For a long time, the plywood industry in Germany was a traditional user of large-dimension timber. This has, however, almost disappeared, despite the fact that there is still a high demand for plywood in Germany.
A joint project, funded by the German Federal Ministry for Education and Research (BMBF) via the Project Management Jülich (PTJ), aims at creating the possibility of utilising large-dimension timber in the manufacture of rotary-cut veneer products. The work programme for the project addresses questions concerning forestry, technology and economics.
A significant point therein is an increase in the wood yield. This could be effected by, for example, new techniques in the processing methods for the pared veneer panel. The usual procedure is for the panel to be cut (clipped) in fixed widths, transverse to the rolling direction. Flawed sections are clipped out in strips and completely discarded, thereby causing considerable losses of around 20%. A reduction in these losses would appear to be possible, provided the following measures, developed in co-operation with the Buddenberg Agency, are put into effect:
- The clip length in the rolling direction is variable; the longest length between two flaws must always be used.
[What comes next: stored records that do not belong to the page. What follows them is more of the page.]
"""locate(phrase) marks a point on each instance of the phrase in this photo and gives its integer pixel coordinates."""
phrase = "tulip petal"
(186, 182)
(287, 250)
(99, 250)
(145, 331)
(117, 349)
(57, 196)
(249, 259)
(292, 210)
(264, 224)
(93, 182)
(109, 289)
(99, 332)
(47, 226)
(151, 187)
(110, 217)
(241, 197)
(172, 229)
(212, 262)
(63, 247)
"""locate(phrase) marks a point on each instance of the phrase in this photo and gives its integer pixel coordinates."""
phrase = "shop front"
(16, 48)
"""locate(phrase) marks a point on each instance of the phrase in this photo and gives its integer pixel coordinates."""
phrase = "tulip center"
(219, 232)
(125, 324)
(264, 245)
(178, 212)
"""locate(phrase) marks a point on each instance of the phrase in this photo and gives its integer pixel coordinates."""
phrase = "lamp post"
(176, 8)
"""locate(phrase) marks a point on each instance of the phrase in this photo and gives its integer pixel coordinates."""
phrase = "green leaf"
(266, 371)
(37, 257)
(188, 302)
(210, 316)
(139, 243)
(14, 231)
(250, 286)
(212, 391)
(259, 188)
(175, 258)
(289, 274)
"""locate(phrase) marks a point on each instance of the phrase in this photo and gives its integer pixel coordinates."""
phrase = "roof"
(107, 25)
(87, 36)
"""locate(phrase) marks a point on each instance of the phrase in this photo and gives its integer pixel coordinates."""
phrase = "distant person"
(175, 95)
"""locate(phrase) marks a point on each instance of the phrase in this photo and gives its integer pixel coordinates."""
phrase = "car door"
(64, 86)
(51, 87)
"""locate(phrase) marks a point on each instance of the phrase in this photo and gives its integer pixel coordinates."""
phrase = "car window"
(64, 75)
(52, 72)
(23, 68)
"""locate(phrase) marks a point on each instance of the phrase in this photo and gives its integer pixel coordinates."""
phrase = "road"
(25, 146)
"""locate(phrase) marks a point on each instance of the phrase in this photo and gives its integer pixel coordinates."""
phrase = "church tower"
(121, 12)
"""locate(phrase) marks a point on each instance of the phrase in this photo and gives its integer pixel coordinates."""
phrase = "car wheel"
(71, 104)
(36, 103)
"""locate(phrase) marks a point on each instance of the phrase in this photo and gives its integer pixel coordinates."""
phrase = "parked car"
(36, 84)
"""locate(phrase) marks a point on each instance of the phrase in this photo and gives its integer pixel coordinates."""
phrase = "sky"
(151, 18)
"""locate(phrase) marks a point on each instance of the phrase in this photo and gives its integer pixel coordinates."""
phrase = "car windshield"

- The flaw-free sections of the veneer panel are combined to form a continuous panel.
- The good parts of the flawed veneer sheets are re-utilised by combining them and adding them to the continuous veneer panel.
- The continuous veneer panel is cut to the required dimensions.
In this way, clip losses could be reduced to around 5% - at a cost, however, of the additional work measures. In order to analyse the economic efficiency of new clipping processes, the characteristics of the veneer flaws, such as their spatial distribution over the veneer panel, flaw size, type of flaw, etc., must be determined. As such data is only available in limited form from plywood manufacturers, peeling tests were carried out within the framework of this project in order to experimentally determine the flaw statistics for spruce and beech.
Using a line scan camera positioned above the production line, the surfaces of the veneer panels were recorded at around 80m/min with an exposure of one pixel per mm – a total of around 170 peel rolls from beech and spruce with a length of up to 100m. The raw data for one peel roll can be up to 200 MByte. In order to calculate flaw statistics therefrom, additional image processing steps are necessary:
- location-dependent contrast and brightness correction
- combination of the image series to form one large image
- detection of “darker“ image regions as flaws and measurement.
The illustration shows an interim finding of the analysis of an image section. Flaws (large branches, holes, cracks) are marked with rectangles whose length and width is sufficient for the description of the flaw size. The resulting data is then used for virtual simulation of the various clip strategies.